Fahti communicated with an undercover FBI agent in five recorded discussions during which he revealed that he had studied the bomb attack plan for months. He said he made a chemical bomb while in high school in Morocco, according to court documents.

During the recordings, Fahti mentioned he could acquire other materials he needed for his plot in “Southern California on the border.”

Funding, he said in the conversations, would come from “secret accounts” that contained money-laundered cash and profits from drug deals, according to the FBI.

The affidavit filed by FBI Special Agent Anabela Sharp does not specify what buildings Fahti had allegedly mentioned as targets. He did say, though, that one was an out-of-state school and the other a federal building located in Connecticut.

Fahti could face terrorism charges if evidence is taken to a federal grand jury in the indictment process.

He is accused of making a false statement, falsely swearing under oath, and falsifying declarations to a federal judge, as he sought political asylum when faced with deportation back to Morocco.

Fahti told an Immigration judge that he was the victim of beatings, arrests, and imprisonment in Morocco.

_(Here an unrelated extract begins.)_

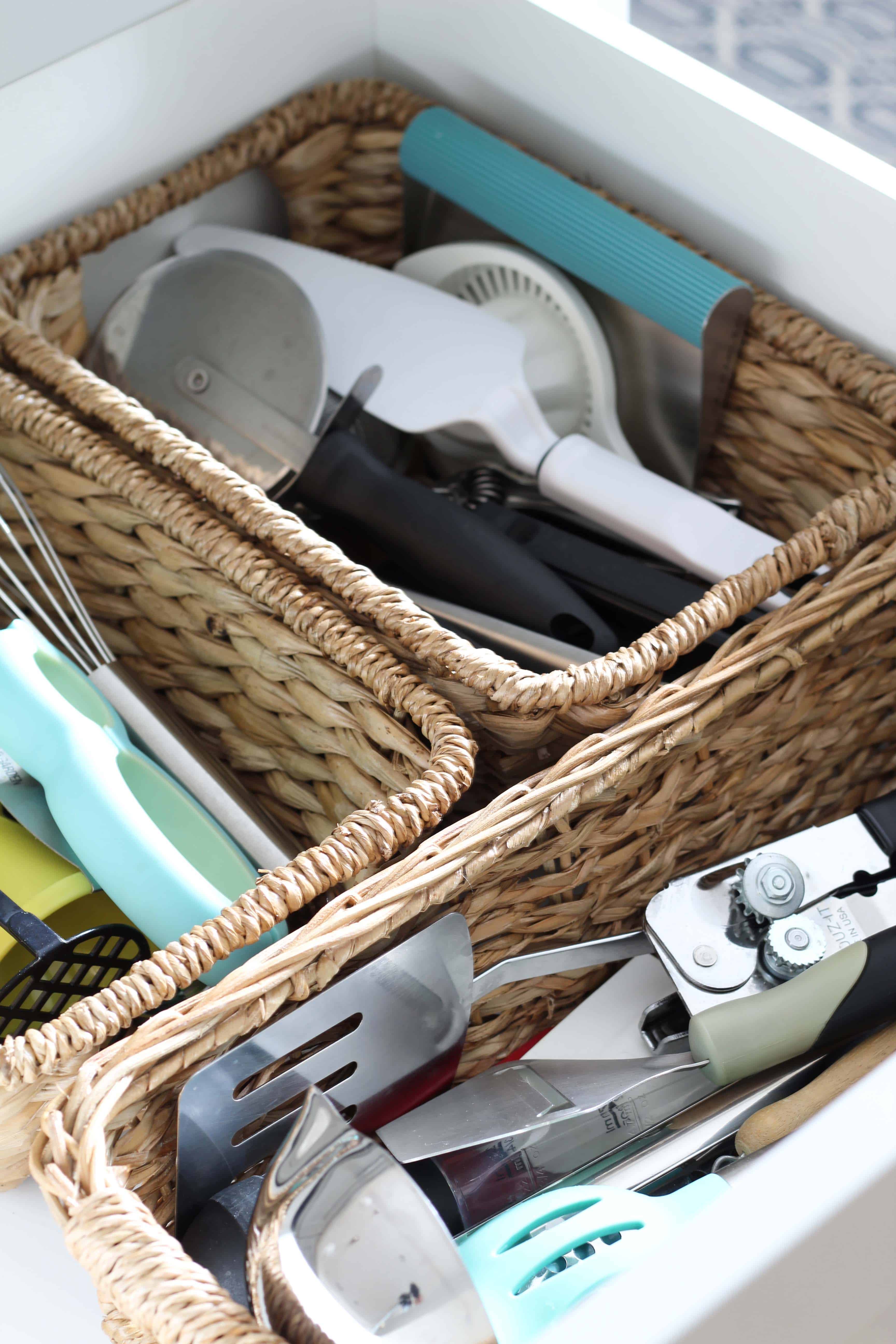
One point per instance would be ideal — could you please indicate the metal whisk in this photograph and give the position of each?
(57, 609)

In recorded conversations with the undercover agent, Fahti said he had researched alleged abuse by the Moroccan government against those related to the Jamaat Ansar El-Mehdi and the Western Sahara freedom movement.

"Everything he wrote in his refugee application coincided with the actual events," the affidavit noted.

The judge believed the story, and Fahti was allowed to stay in the US for seven years after his student visa expired. He allegedly told the undercover agent that "the more he thinks about the case, he laughs because he cannot believe the judge believed him."

Fahti previously flunked out of Virginia International University. After buying time with the asylum ruse, he then traveled around the US, getting arrested on a trespassing charge in Virginia that was later dropped. He also was briefly incarcerated in California for theft.

Fahti had only recently moved to Bridgeport in January. He was living with someone he had met while incarcerated in Virginia, the FBI said.

On Monday, Fahti, represented by Assistant US Public Defender Paul Thomas, was ordered to Wyatt Detention Center in Rhode Island, as he was a danger to the community and a flight risk, according to US Magistrate Judge William I. Garfinkel.